As reported in the Academic Emergency Medicine journal, researchers studied emergency department patients with acute, moderate to severe pain. The 98 patients were aged 18 to 59 and administered IV ketamine. For short-term treatment of acute pain in an emergency department, no difference was seen in analgesia, or adverse effects, in two given dosages of ketamine. Patients were given either 0.15 or 0.30--low or high--doses of ketamine over 15 minutes. As judged by pain rating scales at various intervals, the lower dose was noninferior. Patients reported satisfaction with the ketamine: 75.6% and 61.7% of those in the low and high dose groups, respectively, said if they were in pain they would take ketamine again.

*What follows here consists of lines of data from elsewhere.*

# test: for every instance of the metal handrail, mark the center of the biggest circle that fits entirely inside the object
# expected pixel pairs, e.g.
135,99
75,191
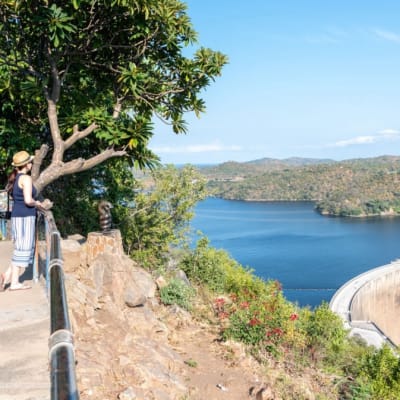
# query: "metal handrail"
61,347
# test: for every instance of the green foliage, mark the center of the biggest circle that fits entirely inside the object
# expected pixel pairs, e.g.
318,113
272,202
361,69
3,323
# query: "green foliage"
326,336
159,211
177,292
206,265
356,188
110,67
380,372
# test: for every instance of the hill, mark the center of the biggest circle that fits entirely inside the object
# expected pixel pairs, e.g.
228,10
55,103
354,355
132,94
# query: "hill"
355,187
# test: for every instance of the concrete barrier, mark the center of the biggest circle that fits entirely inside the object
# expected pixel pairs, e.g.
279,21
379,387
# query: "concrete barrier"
369,304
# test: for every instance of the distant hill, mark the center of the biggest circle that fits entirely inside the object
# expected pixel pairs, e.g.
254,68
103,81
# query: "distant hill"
355,187
292,161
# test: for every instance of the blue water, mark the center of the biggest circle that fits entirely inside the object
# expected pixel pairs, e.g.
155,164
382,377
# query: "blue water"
311,255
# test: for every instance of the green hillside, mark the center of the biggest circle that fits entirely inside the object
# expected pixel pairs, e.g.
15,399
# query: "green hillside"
357,187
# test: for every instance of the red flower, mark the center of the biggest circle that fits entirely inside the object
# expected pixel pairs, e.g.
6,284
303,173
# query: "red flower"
219,302
293,317
223,315
244,305
254,321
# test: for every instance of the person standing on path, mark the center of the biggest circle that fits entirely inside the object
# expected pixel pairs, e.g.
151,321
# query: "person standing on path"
23,217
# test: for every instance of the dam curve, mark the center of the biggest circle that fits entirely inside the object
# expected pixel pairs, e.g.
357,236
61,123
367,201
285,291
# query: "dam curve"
369,305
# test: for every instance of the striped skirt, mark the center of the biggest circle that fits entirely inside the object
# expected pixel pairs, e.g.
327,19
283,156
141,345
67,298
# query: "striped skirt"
23,234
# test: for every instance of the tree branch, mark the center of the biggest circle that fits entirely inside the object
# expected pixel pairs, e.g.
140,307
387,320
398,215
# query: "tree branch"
77,135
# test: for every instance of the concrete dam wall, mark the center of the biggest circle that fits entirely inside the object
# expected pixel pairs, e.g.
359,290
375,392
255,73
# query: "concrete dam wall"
378,300
370,303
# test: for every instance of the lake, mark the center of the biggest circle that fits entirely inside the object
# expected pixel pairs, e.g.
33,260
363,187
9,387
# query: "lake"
310,254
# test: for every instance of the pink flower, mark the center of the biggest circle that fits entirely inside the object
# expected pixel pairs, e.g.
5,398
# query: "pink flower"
293,317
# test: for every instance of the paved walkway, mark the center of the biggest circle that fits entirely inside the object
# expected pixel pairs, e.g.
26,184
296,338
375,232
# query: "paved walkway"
24,334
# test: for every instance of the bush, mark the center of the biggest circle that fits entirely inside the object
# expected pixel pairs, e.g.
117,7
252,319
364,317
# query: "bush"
177,292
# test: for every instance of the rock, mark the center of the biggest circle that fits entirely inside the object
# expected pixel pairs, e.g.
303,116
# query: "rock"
133,298
127,394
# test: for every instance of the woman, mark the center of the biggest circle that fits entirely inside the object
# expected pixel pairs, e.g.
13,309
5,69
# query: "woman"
23,216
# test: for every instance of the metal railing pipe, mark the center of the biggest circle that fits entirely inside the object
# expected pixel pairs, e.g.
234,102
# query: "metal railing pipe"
61,348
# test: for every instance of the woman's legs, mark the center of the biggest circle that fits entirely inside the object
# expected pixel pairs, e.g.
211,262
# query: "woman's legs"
23,232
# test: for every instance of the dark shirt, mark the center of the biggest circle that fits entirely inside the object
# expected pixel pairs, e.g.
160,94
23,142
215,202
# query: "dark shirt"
20,209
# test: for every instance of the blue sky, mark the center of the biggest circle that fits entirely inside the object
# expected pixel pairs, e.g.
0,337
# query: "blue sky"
309,78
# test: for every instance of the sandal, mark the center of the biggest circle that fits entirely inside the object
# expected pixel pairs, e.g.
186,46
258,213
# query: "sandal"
20,286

"We challenged the conventional ketamine dose used to treat pain," said lead study author Shannon Lovett, MD, emergency medicine physician at Loyola University Medical Center and associate professor in the Department of Emergency Medicine at Loyola University Chicago Stritch School of Medicine. "Our study should help demonstrate that a lower dose is sufficient to treat pain." Changes were seen in adverse effects in the higher dose at one time interval, where a greater difference in pain relief was also seen, but the study concluded that "Our data did not detect a large difference in analgesia or adverse effect profile between 0.15 mg/kg IV ketamine and 0.30 mg/kg in the short‐term treatment of acute pain in the ED."